一个简单的解决方案可能是使用Whitaker和Hayes提出的算法，他们在频谱导数上使用修改后的z得分，这篇中等大小的帖子解释了它是如何工作的，以及它在python https://towardsdatascience.com/removing-spikes-from-raman-spectra-8a9fdda0ac22中的实现。
其思想是计算光谱导数的修正z值，并应用阈值来检测宇宙尖峰，然后应用固定器来移除尖峰点，并将其替换为周围像素的平均值。

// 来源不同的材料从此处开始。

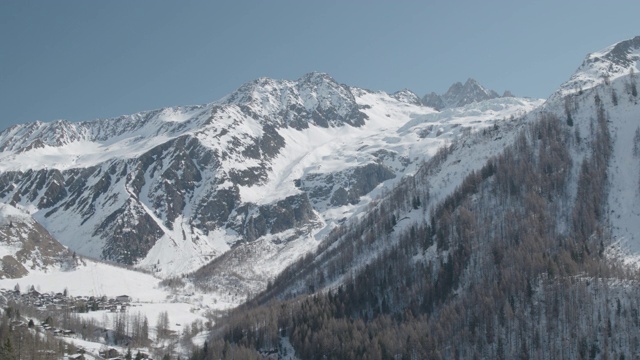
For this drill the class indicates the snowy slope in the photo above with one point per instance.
(259, 176)
(603, 66)
(25, 246)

# definition of a function to calculate the modified z score.
def modified_z_score(intensity):
    median_int = np.median(intensity)
    mad_int = np.median([np.abs(intensity - median_int)])
    modified_z_scores = 0.6745 * (intensity - median_int) / mad_int
    return modified_z_scores  


# Once the spike detection works, the spectrum can be fixed by calculating the average of the previous and the next point to the spike. y is the intensity values of a spectrum, m is the window which we will use to calculate the mean.

def fixer(y,m):
    threshold = 7 # binarization threshold. 
    spikes = abs(np.array(modified_z_score(np.diff(y)))) > threshold
    y_out = y.copy() # So we don't overwrite y
    for i in np.arange(len(spikes)):
        if spikes[i] != 0: # If we have an spike in position i
            w = np.arange(i-m,i+1+m) # we select 2 m + 1 points around our spike
            w2 = w[spikes[w] == 0] # From such interval, we choose the ones which are not spikes
            y_out[i] = np.mean(y[w2]) # and we average the value
 
    return y_out

答案取决于数据的外观：如果你能读取二维CCD的读数，并从中产生一维光谱，那么你可以使用lacosmic模块来去除那里的宇宙射线。如果你只有一维光谱，但有来自同一来源的多个光谱，然后是一个简短的广告一个特别的解决方案是对光谱进行粗略的归一化，并去除比其他光谱中的对应像素亮几倍的那些像素如果每个源只有一个一维光谱，那么一个不太可靠的选择是移除所有比相邻像素亮得多的像素。（根据宇宙的形状，你甚至可能想移除最近的5个像素或其他像素，以捕捉宇宙射线峰的翅膀）。